Une génération de toujours liés/reliés voit le jour (l'a vu et le verra).
Liés aux autres, mais pas toujours nécessairement au sens d'une grande et nouvelle fraternité, non, au sens: jamais seuls.
Or, désolée, il faut bien le dire, 'grandir' c'est aussi accepter d'être seul (face à soi-même). Ce n'est pas triste, c'est ainsi. Nous prenons nos décisions par nous-mêmes. Nous vivons pour nous-mêmes (avec les autres).
C'est aussi comprendre - et accepter - qu'il puisse ne rien se passer. Non, la vie n'est pas un éternel mouvement de textos, de messages, d'encouragements, qui peuvent (potentiel) surgir à toutes heures du jour et de la nuit. Elle n'est pas non plus uniquement le plaisir, la surprise, que peut apporter l'exploration en ligne, d'une découverte l'autre (< il y a la même chose dans la vie tout court, mais c'est moins évident à voir, disons, moins rapide).

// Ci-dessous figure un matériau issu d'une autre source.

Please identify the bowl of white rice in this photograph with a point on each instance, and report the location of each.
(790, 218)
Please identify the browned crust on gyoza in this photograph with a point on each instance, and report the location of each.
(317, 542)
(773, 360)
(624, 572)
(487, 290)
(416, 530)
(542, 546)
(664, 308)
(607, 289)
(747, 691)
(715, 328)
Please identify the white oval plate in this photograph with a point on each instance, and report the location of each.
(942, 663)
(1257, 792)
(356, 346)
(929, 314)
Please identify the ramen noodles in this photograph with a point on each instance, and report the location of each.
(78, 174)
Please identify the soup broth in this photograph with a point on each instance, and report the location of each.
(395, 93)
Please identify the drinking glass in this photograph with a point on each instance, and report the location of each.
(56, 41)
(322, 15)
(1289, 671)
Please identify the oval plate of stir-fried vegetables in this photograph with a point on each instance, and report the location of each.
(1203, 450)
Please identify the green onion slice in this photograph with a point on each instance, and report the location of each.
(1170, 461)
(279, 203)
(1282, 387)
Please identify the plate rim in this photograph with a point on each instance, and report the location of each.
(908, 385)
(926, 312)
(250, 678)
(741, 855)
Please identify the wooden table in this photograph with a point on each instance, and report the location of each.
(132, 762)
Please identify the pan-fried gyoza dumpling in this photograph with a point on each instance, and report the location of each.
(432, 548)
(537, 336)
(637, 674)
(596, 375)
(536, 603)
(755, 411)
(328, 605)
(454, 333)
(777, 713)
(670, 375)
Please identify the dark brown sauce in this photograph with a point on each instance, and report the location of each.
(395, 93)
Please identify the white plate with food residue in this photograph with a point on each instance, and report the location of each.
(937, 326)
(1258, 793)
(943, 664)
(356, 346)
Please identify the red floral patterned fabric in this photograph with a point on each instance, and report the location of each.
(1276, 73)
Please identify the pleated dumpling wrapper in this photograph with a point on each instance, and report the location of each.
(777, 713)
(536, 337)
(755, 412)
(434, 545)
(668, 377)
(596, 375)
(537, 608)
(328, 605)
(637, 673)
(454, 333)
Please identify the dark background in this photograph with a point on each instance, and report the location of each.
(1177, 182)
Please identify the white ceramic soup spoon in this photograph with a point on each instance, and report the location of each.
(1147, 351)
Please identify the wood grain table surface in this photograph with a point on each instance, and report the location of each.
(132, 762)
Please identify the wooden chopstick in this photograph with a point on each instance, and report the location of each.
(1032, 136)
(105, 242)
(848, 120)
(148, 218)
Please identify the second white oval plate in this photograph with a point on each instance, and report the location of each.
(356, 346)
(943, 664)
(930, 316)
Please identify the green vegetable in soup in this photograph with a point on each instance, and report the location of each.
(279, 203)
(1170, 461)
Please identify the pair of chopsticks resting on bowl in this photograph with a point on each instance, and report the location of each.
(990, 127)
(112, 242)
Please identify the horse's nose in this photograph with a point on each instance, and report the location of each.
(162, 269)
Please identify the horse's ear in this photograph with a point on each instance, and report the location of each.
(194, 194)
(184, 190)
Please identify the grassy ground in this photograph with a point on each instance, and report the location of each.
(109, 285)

J'exagère bien sur. Mais quand même. Soulignant au passage que le rôle d'encouragement et de partage - et pour les adolescents - est surement une bonne chose. Soulignant aussi que cette exploration en ligne peut être un vrai plus éducatif (à valoriser, à rendre accessible en formant sur le comment s'en servir - pour dire vite).
La vraie vie et la vie en ligne sont aujourd'hui pour beaucoup une seule et même chose. Il faudrait maintenant les penser ainsi, plutôt que de les distinguer, et tenter de comprendre les mutations à long terme que cela engendre.
Mais, de même que le silence, l'absence de distraction - et de spectacle - sont indispensable à la pensée, l'acceptation de sa propre solitude (unicité) est nécessaire... pour mieux revenir, vers les autres.
- * In Real Life
- L'article: Social Networking Makes 'Online' Life as Important as 'real' Life, Kate James, Gather, 21 août.
Illustration: Atget visits downtown Chandler, by Kevin Dooley cc.